Anabolic Steroid Use
- The abuse of synthetic androgens (anabolic steroids) is a major public health problem, particularly in younger athletes.
- Although there are positive effects on muscle mass and athletic performance, the negative effects—such as overstimulation of prostate tissue and increase in aggressiveness—are of significant concern.
- Ironically, the increase in muscle mass and other masculine characteristics in men belies the fact that negative feedback has decreased GnRH, LH, and FSH secretion.
- This results in a decrease in both endogenous testosterone and spermatogenesis in Sertoli cells.
- This actually induces a decrease in testicular size and low sperm count (infertility) as described in the next section.
- In fact, administration of low doses of anabolic steroids is being tested as a potential male birth control pill.
- A decrease in testosterone release from the testes— hypogonadism—can be caused by a wide variety of disorders.
- They can be classified into testicular failure (primary hypogonadism) or a failure to supply the testes with appropriate gonadotrophic stimulus (secondary hypogonadism).
- The loss of normal testicular androgen production before puberty can lead to a failure to develop secondary sex characteristics such as deepening of the voice, pubic and axillary hair, and increased libido, as well as a failure to develop normal sperm production.
- A relatively common genetic cause of primary hypogonadism is Klinefelter’s syndrome, another disorder of sexual development.
- The most common form, occurring in 1 in 500 male births, is an extra X chromosome (47,XXY) caused by meiotic nondisjunction.
- Non-disjunction is the failure of a pair of chromosomes to separate during meiosis, such that two chromosome pairs go to one daughter cell and the other daughter cell fails to receive either chromosome.
- The extra X chromosome can come from either the egg or the sperm.
- Because of the presence of the SRY gene and expression of SRY protein in the developing offspring, testes develop (47,XXY male).
- Boys who are 47,XXY male appear normal before puberty. However, after puberty, the testes remain small and poorly developed, with insufficient Leydig and Sertoli cell function.
- The abnormal Leydig cell function results in decreased concentrations of plasma and testicular testosterone; this, in turn, leads to abnormal development of the seminiferous tubules and therefore decreased sperm production.
- Normal secondary sex characteristics do not appear, and breast size increases (gynecomastia).
- Men with this set of characteristics have relatively high gonadotropin concentrations (LH and FSH) due to loss of androgen and inhibin negative feedback.
- Men with Klinefelter’s syndrome can be treated with androgen-replacement therapy to increase libido and decrease breast size.
secondary hypogonadism and hyperprolactinemia
- Hypogonadism in men can also be caused by a decrease in LH and FSH secretion (secondary hypogonadism).
- Although there are many causes of the loss of function of pituitary gland cells that secrete LH and FSH, hyperprolactinemia (increased prolactin in the blood) is one of the most common.

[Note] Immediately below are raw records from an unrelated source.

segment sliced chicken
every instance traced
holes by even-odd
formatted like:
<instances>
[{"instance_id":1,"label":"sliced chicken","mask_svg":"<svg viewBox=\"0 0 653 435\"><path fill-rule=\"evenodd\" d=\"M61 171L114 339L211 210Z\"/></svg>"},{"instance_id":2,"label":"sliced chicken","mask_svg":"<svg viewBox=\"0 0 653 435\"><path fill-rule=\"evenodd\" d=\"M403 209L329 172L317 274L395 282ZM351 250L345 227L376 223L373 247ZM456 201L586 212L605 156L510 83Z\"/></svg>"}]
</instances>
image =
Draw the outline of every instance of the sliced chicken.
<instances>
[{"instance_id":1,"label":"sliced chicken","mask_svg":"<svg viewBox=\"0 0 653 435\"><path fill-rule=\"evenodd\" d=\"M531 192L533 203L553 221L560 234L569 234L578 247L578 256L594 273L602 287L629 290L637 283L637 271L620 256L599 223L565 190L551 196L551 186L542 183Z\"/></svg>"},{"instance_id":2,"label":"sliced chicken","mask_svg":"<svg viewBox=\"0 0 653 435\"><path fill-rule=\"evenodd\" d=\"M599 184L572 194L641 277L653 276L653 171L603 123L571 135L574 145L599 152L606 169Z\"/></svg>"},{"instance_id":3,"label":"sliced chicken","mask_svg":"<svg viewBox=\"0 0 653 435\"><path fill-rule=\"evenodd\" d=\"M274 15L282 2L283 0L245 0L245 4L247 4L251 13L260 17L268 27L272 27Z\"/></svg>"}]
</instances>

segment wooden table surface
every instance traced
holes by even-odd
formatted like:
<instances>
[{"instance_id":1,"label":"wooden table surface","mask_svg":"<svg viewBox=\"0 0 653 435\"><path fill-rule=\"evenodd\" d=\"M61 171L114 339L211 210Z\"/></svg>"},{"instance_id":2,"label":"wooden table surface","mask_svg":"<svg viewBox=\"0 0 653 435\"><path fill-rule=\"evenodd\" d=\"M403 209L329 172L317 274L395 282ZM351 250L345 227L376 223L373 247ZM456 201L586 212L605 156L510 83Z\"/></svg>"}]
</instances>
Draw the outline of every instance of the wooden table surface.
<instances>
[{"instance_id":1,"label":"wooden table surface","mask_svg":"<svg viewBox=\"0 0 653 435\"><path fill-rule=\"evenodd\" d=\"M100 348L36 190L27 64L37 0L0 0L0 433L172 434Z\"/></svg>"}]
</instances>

- Although prolactin probably has only minor physiological effects in men under normal conditions, the pituitary gland still has cells (lactotrophs) that secrete prolactin.

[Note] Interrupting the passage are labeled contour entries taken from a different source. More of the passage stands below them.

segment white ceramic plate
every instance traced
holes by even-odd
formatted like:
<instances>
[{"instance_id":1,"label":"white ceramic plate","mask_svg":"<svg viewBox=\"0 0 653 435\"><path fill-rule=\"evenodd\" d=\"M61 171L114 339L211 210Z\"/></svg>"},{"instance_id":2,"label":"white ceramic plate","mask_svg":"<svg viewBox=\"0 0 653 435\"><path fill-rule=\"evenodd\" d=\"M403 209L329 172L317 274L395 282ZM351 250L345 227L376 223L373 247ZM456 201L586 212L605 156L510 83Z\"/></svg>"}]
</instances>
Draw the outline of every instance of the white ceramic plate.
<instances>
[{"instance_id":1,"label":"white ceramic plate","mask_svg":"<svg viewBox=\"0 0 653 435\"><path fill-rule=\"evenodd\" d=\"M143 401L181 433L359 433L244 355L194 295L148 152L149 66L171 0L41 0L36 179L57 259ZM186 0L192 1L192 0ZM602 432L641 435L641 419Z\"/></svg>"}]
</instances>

- Pituitary gland tumors arising from prolactin-secreting cells can develop and secrete too much prolactin.
- One of the effects of increased prolactin concentrations in the blood is to inhibit LH and FSH secretion from the anterior pituitary gland. (This occurs in men and women.)
Secondary hypogonadism: hypopituitarism
- Another cause of secondary hypogonadism is a significant decrease in anterior pituitary gland function, called hypopituitarism or panhypopituitarism.
- There are many causes of hypopituitarism, including head trauma, infection, and inflammation of the pituitary gland.
- When all anterior pituitary gland function is decreased or absent, male patients need to be treated with testosterone.
- In addition, male and female patients are treated with cortisol because of low ACTH, and with thyroid hormone because of low TSH.
- Children and some adults are also treated with growth hormone injections.
- In most circumstances, posterior pituitary gland function remains intact so that vasopressin analogs do not need to be administered to avoid diabetes insipidus.